Wednesday, February 29, 2012

School Discipline Fail

This is a story from our local school district:

Teacher Allegedly Ordered Boy With Autism Into Cardboard Box
My mind wanders to some of the discipline my teachers used in grade school.
Usually, public swats served their purpose in the younger years.
By the time middle school years arrived, the intended humiliation was seen more as a form of cred by your peers. Cred increased if you took the paddle with a giggle and held your head high.

 Mr S-, the math nerd who married Miss Bitch-On-Wheels had a good gimmick: He'd just dump the trash can over your head. And you stayed that way for the duration of class.
This was not fun. It was humiliating... of this I can attest.
It was also effective.

There were also The Closets.
The back wall of every classroom was lined with double-door closets, about six feet wide and two feet deep. Maybe five feet high.
One closet was a perfect dungeon in which to stuff an unruly kid.
If you were stupid enough to attempt escape, Mr S- would shove a broom through the door handles. This worked.
Then there was that one kid who busted through the broom handle and heaved a book at the teacher. He was expelled, of course.
But at least he left with his cred intact.
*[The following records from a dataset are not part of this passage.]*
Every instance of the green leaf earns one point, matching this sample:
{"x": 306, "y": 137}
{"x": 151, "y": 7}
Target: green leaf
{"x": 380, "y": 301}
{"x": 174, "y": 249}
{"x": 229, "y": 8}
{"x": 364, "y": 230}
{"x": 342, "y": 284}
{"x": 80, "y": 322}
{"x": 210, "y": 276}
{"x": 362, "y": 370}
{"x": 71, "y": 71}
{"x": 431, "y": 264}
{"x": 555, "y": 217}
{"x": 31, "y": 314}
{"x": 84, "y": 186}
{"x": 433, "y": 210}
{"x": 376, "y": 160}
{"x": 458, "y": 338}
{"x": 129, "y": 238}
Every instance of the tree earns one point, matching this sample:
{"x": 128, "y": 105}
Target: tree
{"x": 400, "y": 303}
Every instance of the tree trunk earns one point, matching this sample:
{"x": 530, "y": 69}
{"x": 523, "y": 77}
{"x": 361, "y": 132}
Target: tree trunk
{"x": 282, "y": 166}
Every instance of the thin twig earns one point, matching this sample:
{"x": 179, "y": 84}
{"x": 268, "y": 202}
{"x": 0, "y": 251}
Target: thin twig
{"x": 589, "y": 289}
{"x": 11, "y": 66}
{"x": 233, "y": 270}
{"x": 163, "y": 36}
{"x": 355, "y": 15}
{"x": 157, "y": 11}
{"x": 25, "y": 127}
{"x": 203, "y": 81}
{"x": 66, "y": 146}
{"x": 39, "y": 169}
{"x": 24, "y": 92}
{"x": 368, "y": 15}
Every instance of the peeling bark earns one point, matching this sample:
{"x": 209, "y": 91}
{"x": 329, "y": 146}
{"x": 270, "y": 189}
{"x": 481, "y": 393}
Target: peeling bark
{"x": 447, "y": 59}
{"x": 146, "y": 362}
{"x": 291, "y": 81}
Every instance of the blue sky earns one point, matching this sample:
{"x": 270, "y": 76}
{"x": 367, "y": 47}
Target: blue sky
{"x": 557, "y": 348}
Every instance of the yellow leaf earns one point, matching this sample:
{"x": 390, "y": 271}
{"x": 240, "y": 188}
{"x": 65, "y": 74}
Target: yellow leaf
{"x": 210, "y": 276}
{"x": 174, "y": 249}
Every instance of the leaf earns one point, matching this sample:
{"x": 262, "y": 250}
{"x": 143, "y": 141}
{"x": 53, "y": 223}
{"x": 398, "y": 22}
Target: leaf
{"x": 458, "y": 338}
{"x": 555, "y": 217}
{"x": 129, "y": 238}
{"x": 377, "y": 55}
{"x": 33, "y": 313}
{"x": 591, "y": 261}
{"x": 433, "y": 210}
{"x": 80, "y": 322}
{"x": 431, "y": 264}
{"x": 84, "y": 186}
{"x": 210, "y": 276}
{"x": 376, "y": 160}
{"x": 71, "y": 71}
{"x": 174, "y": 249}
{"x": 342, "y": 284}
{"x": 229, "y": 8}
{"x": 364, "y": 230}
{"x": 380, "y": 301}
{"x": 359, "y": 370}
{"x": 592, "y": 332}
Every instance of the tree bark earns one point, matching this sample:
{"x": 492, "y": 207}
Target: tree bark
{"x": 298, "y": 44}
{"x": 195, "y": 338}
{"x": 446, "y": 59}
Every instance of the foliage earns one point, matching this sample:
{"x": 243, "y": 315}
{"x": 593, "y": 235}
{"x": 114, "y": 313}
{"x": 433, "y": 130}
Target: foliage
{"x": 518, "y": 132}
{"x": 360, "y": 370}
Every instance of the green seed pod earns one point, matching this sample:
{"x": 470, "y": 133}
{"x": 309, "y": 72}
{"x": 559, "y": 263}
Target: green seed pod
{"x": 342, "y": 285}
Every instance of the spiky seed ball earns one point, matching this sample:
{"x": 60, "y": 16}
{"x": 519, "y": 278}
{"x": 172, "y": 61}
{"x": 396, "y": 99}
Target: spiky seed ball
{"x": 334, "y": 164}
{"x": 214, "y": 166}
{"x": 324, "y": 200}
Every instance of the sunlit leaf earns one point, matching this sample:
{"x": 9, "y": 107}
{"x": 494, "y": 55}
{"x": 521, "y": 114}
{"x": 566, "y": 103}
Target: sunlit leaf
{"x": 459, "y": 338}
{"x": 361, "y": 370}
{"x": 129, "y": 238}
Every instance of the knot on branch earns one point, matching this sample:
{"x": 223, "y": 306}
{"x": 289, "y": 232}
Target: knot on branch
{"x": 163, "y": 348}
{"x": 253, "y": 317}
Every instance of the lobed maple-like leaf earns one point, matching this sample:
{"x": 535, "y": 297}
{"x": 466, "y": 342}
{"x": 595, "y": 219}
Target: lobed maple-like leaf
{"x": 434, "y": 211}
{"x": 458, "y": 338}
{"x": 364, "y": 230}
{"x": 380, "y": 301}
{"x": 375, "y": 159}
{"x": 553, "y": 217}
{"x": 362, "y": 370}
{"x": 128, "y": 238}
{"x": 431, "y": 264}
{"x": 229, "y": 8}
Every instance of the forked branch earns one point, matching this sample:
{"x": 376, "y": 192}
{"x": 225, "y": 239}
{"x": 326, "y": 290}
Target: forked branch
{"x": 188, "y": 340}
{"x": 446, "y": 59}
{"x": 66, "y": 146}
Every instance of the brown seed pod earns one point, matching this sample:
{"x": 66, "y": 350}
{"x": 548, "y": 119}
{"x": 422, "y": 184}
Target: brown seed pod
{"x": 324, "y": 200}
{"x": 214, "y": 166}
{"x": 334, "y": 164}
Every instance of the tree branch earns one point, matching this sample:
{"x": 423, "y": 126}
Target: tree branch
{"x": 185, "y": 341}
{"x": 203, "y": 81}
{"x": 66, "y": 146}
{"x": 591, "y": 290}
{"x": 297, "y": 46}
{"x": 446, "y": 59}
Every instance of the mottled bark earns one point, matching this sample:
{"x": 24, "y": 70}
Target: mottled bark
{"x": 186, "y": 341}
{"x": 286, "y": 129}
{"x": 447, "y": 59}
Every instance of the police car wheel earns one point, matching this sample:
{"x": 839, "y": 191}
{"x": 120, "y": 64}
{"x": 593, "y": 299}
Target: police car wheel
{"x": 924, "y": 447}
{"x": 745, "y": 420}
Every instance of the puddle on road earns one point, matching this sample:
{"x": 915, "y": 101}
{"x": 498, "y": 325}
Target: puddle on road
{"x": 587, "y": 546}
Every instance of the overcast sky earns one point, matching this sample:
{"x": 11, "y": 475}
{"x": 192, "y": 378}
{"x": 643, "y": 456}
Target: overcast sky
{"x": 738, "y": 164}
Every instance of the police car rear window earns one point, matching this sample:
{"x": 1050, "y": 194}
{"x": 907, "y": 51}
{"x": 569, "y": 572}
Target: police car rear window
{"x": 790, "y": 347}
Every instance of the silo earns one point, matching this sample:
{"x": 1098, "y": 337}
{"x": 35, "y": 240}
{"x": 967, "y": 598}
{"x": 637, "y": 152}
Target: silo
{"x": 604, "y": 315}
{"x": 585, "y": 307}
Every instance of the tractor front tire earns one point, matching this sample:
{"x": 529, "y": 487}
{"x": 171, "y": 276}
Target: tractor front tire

What private school teachers were able to get away with then would never pass muster today.
For the record: Our nuns and teachers took no shit.
But never, at any time, do I think any child was ever abused.
Humiliated and shamed into compliance? Absolutely. That was the point.
Abused? Never.

We didn't deal with special needs in our school. I have no idea what the appropriate response would be, and am not even sure what autism is.
But I'm pretty sure this teacher, despite her training, probably unintentionally did the wrong thing and is in a world of hurt because of it.
And the parents are making a mountain out of a mole hill.

5 comments:

my name is Amanda said...

I have lots of comments about corporal punishment and humiliation, but they could get lengthy. I just want to say that people with Asperger's (a low-level, high-functioning form of Autism) don't have the ability (or, have limited ability) to understand social cues and emotions. They are extremely sensitive to lots of noise and don't enjoy being in large groups of people. I wouldn't say I agree with the old-fashioned methods of disciplining children, but especially a child who doesn't have the ability to understand half the things that are being directed to him by the teachers, it makes my heart hurt to read about something like this. I don't think the teacher is a monster or anything, but I do think it was an uneducated mistake. Teachers in charge of special needs children need to be educated on proper methods of communication; she should have done her research, or her school should have ensured that she had that knowledge.

Jade said...

Autism is a tough one to work with, there are so many variations. I would think a large box (or a tent or a blanket over the desk as described in the article) would actually be a good thing to use, especially if it were something the kid could decorate to make it a comfortable place for him. (I used to use appliance boxes as forts when I was a kid, so that is what I'm picturing)
One point: A quiet place shouldn't be used as punishment. If she was using it as punishment then she needs some training. If she wasn't - if she was just stern when directing him during times she felt he needed the quiet time - then... well she could probably use some training in how to direct the student without it appearing to be a punishment.
Second point: Whether it is a box or a tent or a blanket over a desk... it is *different* from what the other kids are doing and therefore likely to be subject to ridicule. I don't agree with the ridicule, but the simple fact is... kids are cruel. I'm guessing his feeling of humiliation has less to do with the cardboard and more to do with kids being jerks.

Mr. D said...

I had some fun experiences in Catholic school, too. We had one teacher who used to use the "Spock" move on you if you were screwing around. It worked, too. That dude was a bit of a sadist, though.

I have a nephew with Asperger's Syndrome. He's a great kid and a borderline genius, but you have to deal with him very carefully. This wouldn't be the right way to do it.

We are also close friends with two different families who have autistic children. Neither of these kids has the ability to function at a level beyond the most basic and both of them now live in group homes. As Jade points out, there's a very broad spectrum with autism and some kids can function in a school setting, but it's always a tough thing.

Gino said...

Mark: yes, the vulcan nerve pinch. that was used in high school by Fr Tom. he was quite good at it.

Bike Bubba said...

And along the same lines....

http://www.foxnews.com/us/2012/03/02/teacher-punishes-student-for-saying-hello-love-in-language-her-familys-native/

Oh, and by the way, "Gi zah gin ". I'm lookin' for the ruler now.